Where once our enemies developed capabilities to match their intentions, today many of them dovetail their intentions to match the capabilities they already possess. If today’s terrorist actor had a motto it would be “Do it now!” Do it now, while the effect of the slickly produced terrorist propaganda still has you in its grasp. Do it now, while you’re still angry over the purported injustices that you hope to somehow rectify. Do it now. Don’t tell anyone about it and don’t try to recruit anyone to join you because you never know who might say something that tips off the authorities. Don’t try to purchase or acquire weapons or other materials – those actions will only draw attention to you. If you don’t have a bomb, don’t try to make one; use a gun instead. If you don’t have a gun, don’t try to buy one; use a knife instead – and if you don’t have a knife, use a car. If you want to kill 20 or 30 people but don’t think you can do it unless you have other people or materials, that’s OK: use what you have on hand to kill one or two. Do it now – you already have the capability.
And while this new threat landscape has not necessarily changed the intelligence cycle, it has certainly called for the acceleration thereof. Think of all the possible points of interdiction for a terrorist group trying to develop, for example, the capability to successfully commit an attack with multiple IEDs detonating simultaneously. First, one terrorist has to recruit others; the more people there are in that group, and the longer that group remains together, the better the chances are that someone leaks information or quits and reports the activity to the authorities. Then there is the search for information about how to assemble the device and the materials needed, the acquisition of those components, the storage of those materials, the target surveillance being conducted, actual assembly of the devices, the transportation of the devices to their designated target areas – all possibly observed and reported. Now, take that same group of potential attackers, but replace their goal of deploying IEDs with that of going out the next morning, getting into their cars, and driving at high speed into three school bus stops, or the lines of voters outside three polling places on election day. There are substantially fewer points of possible interdiction, necessitating not only a fast-tracked intelligence cycle but a fast-tracked response component as well.
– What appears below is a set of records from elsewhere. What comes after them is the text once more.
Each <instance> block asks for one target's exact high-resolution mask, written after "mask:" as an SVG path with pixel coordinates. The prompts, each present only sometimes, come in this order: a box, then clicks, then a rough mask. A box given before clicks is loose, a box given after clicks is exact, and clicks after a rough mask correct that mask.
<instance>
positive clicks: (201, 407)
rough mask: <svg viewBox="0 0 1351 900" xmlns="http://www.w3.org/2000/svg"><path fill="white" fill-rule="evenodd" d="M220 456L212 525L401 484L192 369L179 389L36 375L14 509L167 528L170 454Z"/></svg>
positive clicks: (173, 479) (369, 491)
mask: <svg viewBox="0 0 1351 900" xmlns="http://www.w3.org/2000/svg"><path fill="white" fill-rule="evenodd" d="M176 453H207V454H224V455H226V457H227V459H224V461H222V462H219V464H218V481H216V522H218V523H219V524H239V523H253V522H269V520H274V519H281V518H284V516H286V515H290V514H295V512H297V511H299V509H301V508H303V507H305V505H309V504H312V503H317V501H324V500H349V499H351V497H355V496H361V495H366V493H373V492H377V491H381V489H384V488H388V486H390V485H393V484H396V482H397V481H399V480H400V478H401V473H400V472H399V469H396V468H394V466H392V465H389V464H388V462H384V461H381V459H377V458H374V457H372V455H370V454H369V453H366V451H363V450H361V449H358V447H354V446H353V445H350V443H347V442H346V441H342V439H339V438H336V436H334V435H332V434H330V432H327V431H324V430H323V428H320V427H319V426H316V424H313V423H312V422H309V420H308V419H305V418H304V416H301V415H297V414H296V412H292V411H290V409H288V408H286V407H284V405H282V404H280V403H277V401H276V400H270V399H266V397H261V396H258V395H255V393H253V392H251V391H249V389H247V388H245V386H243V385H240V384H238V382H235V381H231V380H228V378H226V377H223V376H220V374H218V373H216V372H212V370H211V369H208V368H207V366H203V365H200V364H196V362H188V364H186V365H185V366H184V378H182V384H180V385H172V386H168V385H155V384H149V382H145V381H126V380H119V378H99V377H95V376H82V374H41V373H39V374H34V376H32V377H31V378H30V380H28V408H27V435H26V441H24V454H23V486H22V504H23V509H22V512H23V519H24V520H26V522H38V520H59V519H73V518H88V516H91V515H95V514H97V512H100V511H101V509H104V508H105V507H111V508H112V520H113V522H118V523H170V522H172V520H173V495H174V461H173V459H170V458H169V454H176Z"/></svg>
Developing intelligence without also developing the response component necessary to act on that intelligence is nothing more than an exercise in data collection.
It sounds oversimplified, but the collection and analysis of intelligence is akin to Legos. One can go to a store and buy a box of Legos, and with only the pieces contained in the kit, build one of three individual projects shown on the box. Open the box and dump out the pieces, organize them by color, size, shape. They represent your capability, but what are you going to build with them? Maybe you’ll build one of the projects shown on the box, or, if you feel those projects are too complicated, or might take too long, or you’re just frustrated and want a more immediate result, maybe you’ll build something completely different. What is your intention? Taking that analogy a step further, the capability came ready-made; your box of Legos showed you what you could build with them. If you had to develop your capability by acquiring one block at a time, someone would probably notice.